Le premier regard est un choc : une 911 S/T, autrefois victorieuse au Mans, finit sa course en carcasse rouillée dans une grange californienne. La trace de la voiture se perd après sa dernière apparition en compétition en 1975, vestige endormi comme dans un conte figé. En 2008, les premières rumeurs réapparaissent, et en 2013 la découverte est confirmée : un collectionneur suisse décide de rapatrier l’épave à Zuffenhausen. Là, des spécialistes démontent les restes, décapent la carrosserie jusqu’à la tôle nue et reconstruisent, à l’aide de gabarits et de plans d’époque, ce qui avait disparu depuis longtemps. Plus de mille heures de travail manuel rien que pour la coque, un traitement anticorrosion moderne par bain cataphorèse et, après deux ans et demi de restauration, un résultat qui semble sorti des ateliers de 1972 : jaune clair, code 117, orné du numéro 41 comme lors de la victoire de classe au Mans.

Pendant que l’ancêtre retrouve son éclat, son héritier se tient désormais à ses côtés. La version 2024, réalisée dans le cadre du programme Sonderwunsch, arbore le même ton de jaune, absent depuis des décennies du nuancier Porsche. L’application de la peinture exige doigté et patience, notamment sur les nombreux éléments en carbone. Ici aussi, tout est affaire d’artisanat. Le résultat : un jaune inimitable, complété par des jantes forgées en magnésium « Dark Silver », des étriers de freins noirs et un habitacle sans extravagance. Sous la peau, rien ne change : point de turbo, point d’hybridation. À la place, un flat-six atmosphérique de quatre litres, 525 ch, capable de grimper à 9000 tr/min, couplé à une boîte manuelle à six rapports. Le poids : 1380 kilos.

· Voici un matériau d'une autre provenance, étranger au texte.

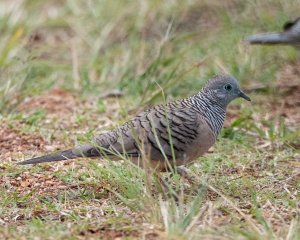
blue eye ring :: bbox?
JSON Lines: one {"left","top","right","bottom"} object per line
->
{"left": 224, "top": 84, "right": 232, "bottom": 91}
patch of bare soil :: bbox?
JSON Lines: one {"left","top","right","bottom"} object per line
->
{"left": 1, "top": 170, "right": 69, "bottom": 196}
{"left": 0, "top": 123, "right": 48, "bottom": 161}
{"left": 239, "top": 61, "right": 300, "bottom": 132}
{"left": 176, "top": 0, "right": 245, "bottom": 34}
{"left": 175, "top": 2, "right": 223, "bottom": 33}
{"left": 257, "top": 85, "right": 300, "bottom": 133}
{"left": 275, "top": 61, "right": 300, "bottom": 128}
{"left": 17, "top": 88, "right": 121, "bottom": 128}
{"left": 249, "top": 61, "right": 300, "bottom": 142}
{"left": 18, "top": 89, "right": 79, "bottom": 115}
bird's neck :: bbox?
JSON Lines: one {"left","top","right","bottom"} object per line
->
{"left": 187, "top": 91, "right": 227, "bottom": 136}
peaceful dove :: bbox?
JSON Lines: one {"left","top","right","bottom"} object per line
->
{"left": 17, "top": 75, "right": 251, "bottom": 171}
{"left": 246, "top": 17, "right": 300, "bottom": 46}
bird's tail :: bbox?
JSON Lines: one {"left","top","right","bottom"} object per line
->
{"left": 17, "top": 144, "right": 101, "bottom": 165}
{"left": 246, "top": 33, "right": 293, "bottom": 45}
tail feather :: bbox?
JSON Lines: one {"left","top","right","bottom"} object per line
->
{"left": 246, "top": 33, "right": 293, "bottom": 45}
{"left": 17, "top": 144, "right": 101, "bottom": 165}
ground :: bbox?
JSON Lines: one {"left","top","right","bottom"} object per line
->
{"left": 0, "top": 0, "right": 299, "bottom": 239}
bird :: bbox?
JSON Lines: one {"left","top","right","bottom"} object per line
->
{"left": 17, "top": 75, "right": 251, "bottom": 173}
{"left": 246, "top": 17, "right": 300, "bottom": 46}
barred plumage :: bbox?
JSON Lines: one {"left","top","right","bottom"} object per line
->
{"left": 17, "top": 75, "right": 251, "bottom": 171}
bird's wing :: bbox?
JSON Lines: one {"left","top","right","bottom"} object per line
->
{"left": 94, "top": 103, "right": 215, "bottom": 165}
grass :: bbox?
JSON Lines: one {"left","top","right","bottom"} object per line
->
{"left": 0, "top": 0, "right": 300, "bottom": 239}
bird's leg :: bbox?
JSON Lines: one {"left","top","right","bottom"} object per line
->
{"left": 175, "top": 166, "right": 196, "bottom": 185}
{"left": 154, "top": 172, "right": 179, "bottom": 201}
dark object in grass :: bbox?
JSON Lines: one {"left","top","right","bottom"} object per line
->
{"left": 246, "top": 17, "right": 300, "bottom": 46}
{"left": 17, "top": 75, "right": 251, "bottom": 173}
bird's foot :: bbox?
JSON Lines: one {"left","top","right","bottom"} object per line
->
{"left": 175, "top": 166, "right": 197, "bottom": 185}
{"left": 154, "top": 172, "right": 179, "bottom": 201}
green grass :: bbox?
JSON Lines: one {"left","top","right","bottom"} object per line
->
{"left": 0, "top": 0, "right": 300, "bottom": 239}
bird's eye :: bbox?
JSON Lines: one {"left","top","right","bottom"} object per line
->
{"left": 224, "top": 84, "right": 232, "bottom": 91}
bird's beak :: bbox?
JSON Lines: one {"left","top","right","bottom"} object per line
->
{"left": 239, "top": 91, "right": 251, "bottom": 101}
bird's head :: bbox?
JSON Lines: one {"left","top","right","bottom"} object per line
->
{"left": 203, "top": 75, "right": 251, "bottom": 107}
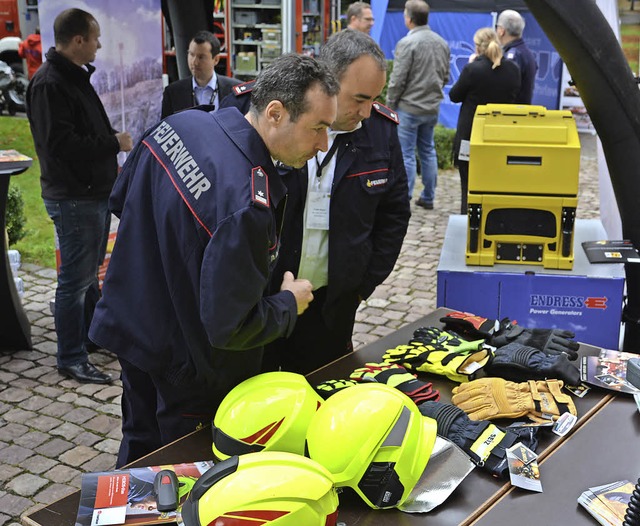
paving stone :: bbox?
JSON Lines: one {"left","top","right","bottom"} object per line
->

Ancien et moderne partagent plus que la couleur. Tous deux racontent une histoire d’exactitude, de restauration et d’interprétation. L’un, ressuscité des ruines, protégé pour l’avenir grâce à une corrosion mieux maîtrisée qu’autrefois. L’autre, construit avec des composants contemporains, mais volontairement fidèle à une philosophie historique, sans artifices techniques qui en dilueraient l’essence. Au final, deux voitures que tout oppose – et qui pourtant font sens côte à côte dans un même garage. L’une pour hier, l’autre pour aujourd’hui. Et toutes deux en jaune clair.